Webアクセシビリティに関していただいた質問への答えをご紹介します。
Q :Webアクセシビリティとは何ですか?
「アクセシビリティ(Accessibility)」が日本で余り馴染みの無い用語(英語)なので出る質問です。「近づきやすさ」「アクセスのしやすさ」という意味があります。「アクセシビリティ」を馴染みのある「バリアフリー」に置き換え、「Webバリアフリー」であれば少し分かりやすいと思います。 身体が不自由な高齢者や障害者がWebを利用するのに支障が無いようにWebを制作し公開することと理解してください。具体的には以下の通り- Webのテキストを音声で読み上げるブラウザを利用する視覚障害者のために、画像や写真などを説明するテキストを挿入する。
- 視力が弱くなった、色の識別が難しい利用者のために、背景色を利用者が変えられる、または文字や画面を拡大してもレイアウトが崩れないようにする。

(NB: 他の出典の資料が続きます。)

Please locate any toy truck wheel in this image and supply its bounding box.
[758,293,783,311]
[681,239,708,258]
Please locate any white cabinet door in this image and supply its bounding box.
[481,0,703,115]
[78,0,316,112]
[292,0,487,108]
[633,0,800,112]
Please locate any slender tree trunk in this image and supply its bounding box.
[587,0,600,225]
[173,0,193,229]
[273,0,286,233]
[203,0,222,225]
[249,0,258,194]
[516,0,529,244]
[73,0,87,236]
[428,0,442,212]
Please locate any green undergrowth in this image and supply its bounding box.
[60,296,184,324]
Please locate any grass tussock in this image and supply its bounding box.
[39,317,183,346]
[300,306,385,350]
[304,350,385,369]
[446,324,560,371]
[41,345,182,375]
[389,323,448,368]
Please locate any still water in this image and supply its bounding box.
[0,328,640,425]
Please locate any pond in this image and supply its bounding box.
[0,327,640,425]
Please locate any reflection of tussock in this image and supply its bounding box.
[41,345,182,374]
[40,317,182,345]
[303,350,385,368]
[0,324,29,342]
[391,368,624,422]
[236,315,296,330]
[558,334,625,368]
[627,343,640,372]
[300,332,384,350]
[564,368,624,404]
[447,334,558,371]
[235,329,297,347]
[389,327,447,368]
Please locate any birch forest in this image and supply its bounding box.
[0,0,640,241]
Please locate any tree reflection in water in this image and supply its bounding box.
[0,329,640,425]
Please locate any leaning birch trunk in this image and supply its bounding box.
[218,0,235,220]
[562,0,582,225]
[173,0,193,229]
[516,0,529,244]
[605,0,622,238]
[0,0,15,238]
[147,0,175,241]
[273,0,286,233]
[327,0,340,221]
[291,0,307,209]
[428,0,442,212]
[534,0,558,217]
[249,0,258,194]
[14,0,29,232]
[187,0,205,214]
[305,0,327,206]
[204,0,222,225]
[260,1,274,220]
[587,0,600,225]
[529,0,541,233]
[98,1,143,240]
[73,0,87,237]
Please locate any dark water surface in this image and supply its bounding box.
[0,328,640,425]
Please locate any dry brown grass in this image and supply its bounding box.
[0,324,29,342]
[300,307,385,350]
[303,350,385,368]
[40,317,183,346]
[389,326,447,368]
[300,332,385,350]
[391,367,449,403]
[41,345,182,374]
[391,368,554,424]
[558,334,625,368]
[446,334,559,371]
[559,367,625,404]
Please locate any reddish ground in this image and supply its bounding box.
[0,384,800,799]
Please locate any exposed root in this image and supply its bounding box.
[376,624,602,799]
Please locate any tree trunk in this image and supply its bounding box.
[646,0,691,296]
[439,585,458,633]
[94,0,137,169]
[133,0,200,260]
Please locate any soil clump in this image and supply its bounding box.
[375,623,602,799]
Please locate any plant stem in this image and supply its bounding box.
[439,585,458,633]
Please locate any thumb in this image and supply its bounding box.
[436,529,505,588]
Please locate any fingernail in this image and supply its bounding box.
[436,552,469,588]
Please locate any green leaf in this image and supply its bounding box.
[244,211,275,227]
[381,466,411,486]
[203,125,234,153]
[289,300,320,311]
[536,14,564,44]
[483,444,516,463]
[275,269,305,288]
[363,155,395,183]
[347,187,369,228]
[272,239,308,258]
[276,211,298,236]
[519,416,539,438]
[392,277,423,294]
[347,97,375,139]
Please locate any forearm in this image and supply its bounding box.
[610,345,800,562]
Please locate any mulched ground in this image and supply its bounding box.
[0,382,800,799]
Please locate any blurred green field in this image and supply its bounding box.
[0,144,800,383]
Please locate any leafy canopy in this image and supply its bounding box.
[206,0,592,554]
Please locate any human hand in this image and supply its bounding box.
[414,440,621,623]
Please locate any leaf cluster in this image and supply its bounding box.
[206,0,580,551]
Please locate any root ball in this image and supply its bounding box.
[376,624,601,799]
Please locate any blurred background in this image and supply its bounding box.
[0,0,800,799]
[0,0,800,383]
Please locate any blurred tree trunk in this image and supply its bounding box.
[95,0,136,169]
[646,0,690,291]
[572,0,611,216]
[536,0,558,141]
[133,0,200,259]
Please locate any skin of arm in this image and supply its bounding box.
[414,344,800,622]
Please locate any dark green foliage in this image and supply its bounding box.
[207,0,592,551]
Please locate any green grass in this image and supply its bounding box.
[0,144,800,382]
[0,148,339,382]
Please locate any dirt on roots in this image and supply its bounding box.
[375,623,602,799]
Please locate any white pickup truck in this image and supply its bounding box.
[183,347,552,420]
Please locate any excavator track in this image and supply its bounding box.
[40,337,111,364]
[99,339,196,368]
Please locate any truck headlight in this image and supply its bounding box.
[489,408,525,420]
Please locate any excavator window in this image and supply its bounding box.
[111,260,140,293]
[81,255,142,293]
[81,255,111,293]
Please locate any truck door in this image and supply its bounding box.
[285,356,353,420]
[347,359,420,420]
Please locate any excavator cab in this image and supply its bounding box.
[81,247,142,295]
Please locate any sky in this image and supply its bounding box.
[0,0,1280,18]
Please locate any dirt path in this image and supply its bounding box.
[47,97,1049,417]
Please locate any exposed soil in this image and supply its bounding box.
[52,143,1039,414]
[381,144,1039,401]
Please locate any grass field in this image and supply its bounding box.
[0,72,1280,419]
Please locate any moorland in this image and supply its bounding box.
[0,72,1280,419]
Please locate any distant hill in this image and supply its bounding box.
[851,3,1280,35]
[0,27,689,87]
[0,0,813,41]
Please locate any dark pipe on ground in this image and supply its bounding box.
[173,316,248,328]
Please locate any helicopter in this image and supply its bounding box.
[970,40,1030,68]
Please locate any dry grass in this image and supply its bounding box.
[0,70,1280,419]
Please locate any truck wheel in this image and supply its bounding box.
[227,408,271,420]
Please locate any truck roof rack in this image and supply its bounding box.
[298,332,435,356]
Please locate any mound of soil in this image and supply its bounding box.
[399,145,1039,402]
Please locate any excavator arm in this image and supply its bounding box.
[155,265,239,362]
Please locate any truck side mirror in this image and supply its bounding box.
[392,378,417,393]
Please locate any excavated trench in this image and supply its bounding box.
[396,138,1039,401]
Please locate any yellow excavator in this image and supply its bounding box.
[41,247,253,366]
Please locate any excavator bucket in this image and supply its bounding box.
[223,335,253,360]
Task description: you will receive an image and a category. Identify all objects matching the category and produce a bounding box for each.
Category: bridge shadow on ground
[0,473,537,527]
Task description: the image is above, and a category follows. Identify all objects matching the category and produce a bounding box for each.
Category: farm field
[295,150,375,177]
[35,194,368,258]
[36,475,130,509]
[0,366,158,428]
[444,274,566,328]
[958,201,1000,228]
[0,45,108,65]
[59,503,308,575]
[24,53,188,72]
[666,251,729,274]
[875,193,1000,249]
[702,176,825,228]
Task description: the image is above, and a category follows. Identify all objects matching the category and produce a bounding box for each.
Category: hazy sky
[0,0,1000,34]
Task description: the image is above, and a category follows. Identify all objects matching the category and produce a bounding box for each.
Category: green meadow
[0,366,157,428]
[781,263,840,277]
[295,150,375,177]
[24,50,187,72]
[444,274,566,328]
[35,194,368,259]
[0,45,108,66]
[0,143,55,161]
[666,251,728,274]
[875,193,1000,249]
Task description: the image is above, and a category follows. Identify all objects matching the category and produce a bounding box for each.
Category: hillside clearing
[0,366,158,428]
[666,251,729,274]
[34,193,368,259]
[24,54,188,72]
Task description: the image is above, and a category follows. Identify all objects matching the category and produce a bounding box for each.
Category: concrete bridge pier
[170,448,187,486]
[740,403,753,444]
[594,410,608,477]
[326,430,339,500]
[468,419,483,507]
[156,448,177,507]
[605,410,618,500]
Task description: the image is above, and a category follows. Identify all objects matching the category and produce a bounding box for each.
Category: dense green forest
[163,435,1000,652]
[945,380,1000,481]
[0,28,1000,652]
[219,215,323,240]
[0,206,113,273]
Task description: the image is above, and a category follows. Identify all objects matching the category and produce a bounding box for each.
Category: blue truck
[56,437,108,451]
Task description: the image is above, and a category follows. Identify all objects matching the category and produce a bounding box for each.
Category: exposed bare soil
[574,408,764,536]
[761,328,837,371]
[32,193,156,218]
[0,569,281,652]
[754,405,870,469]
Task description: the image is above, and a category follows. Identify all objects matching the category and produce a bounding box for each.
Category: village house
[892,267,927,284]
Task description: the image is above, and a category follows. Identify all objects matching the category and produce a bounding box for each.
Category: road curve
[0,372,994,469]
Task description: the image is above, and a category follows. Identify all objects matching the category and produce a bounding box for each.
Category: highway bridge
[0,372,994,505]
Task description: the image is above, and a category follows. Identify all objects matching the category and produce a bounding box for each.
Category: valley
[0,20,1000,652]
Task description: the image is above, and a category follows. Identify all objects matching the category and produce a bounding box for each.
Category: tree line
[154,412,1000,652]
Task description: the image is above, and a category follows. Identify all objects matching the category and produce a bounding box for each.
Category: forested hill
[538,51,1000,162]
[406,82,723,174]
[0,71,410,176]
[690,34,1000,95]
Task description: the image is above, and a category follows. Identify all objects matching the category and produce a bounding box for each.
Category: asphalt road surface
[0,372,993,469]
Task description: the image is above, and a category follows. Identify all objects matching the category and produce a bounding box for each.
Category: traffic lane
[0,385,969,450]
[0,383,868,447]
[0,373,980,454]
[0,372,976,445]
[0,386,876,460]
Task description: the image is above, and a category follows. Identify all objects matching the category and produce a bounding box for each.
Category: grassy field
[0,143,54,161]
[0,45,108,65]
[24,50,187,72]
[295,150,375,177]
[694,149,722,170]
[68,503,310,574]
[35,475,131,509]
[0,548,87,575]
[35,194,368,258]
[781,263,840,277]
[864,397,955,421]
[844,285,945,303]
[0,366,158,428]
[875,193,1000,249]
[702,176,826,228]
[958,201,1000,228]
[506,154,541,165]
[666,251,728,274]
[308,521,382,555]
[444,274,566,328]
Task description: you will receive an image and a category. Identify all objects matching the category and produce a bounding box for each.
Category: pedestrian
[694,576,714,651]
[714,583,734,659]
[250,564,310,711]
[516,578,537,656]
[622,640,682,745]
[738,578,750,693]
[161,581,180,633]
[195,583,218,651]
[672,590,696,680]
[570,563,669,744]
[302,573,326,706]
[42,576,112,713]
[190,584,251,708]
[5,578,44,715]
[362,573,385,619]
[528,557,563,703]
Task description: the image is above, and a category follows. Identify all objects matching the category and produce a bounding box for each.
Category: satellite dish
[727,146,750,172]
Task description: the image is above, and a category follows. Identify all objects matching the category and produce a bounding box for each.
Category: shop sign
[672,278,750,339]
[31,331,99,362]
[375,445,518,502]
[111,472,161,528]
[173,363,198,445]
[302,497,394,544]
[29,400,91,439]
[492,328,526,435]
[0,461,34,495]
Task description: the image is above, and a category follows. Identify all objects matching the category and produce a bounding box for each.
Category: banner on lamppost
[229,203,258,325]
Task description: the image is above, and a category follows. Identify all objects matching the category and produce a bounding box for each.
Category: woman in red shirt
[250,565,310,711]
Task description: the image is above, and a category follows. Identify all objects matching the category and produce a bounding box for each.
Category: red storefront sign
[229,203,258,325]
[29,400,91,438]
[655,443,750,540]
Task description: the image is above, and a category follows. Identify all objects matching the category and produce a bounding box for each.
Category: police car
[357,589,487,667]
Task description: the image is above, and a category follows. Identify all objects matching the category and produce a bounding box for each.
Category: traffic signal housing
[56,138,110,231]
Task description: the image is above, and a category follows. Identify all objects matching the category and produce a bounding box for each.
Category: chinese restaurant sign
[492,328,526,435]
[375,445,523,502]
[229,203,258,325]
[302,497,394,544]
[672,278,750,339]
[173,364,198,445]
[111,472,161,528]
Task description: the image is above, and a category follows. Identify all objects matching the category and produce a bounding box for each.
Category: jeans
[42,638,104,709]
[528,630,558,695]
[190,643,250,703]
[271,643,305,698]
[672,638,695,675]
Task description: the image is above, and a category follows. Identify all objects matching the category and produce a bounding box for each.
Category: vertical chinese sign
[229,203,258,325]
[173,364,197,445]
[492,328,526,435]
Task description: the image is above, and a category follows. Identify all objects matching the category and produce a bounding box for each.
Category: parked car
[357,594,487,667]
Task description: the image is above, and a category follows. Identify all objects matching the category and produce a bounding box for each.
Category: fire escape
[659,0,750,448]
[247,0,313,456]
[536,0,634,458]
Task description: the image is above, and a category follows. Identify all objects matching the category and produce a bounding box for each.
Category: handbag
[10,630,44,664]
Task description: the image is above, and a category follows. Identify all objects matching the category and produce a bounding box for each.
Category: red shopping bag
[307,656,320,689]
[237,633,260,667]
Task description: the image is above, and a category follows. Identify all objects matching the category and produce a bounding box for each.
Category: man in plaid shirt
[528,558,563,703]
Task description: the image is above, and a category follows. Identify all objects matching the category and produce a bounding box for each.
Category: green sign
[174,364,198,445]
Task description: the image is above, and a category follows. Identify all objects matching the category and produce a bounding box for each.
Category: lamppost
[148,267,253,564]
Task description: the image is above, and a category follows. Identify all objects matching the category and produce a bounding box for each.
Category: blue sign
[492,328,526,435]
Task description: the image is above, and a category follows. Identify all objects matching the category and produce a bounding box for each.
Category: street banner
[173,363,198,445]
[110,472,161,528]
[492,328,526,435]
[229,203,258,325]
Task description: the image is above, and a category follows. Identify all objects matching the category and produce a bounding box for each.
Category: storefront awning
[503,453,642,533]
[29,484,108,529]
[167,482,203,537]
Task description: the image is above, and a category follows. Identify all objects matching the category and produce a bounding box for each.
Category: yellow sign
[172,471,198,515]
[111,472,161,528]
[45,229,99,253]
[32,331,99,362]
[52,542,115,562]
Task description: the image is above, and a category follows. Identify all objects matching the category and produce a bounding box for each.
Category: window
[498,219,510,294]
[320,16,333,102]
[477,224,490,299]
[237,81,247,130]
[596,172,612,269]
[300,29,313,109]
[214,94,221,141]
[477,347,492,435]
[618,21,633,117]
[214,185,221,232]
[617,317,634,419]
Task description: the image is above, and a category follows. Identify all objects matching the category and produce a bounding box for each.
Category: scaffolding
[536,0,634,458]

- 身体が不自由でマウスを使えない利用者のために、キーボード操作だけでも利用できるようにする。
Q :ウェブアクセシビリティの重要性について説明してください。
Webアクセシビリティとは何かを理解いただければその重要性は分かっていただけると思います。ご質問は、Webアクセシビリティで無い場合に生じる問題の重要性についてと思います。 Web管理者が意図せずに、一部の利用者を差別する結果になる場合があります。次はこの問題が顕在化した事例の一部です。- オーストラリアで開催したオリンピックのWebが、アクセシビリティに対応していなかったため、視覚障害者が差別をされたと訴えた。結果はオリンピック委員会が敗訴して修正を命じられた。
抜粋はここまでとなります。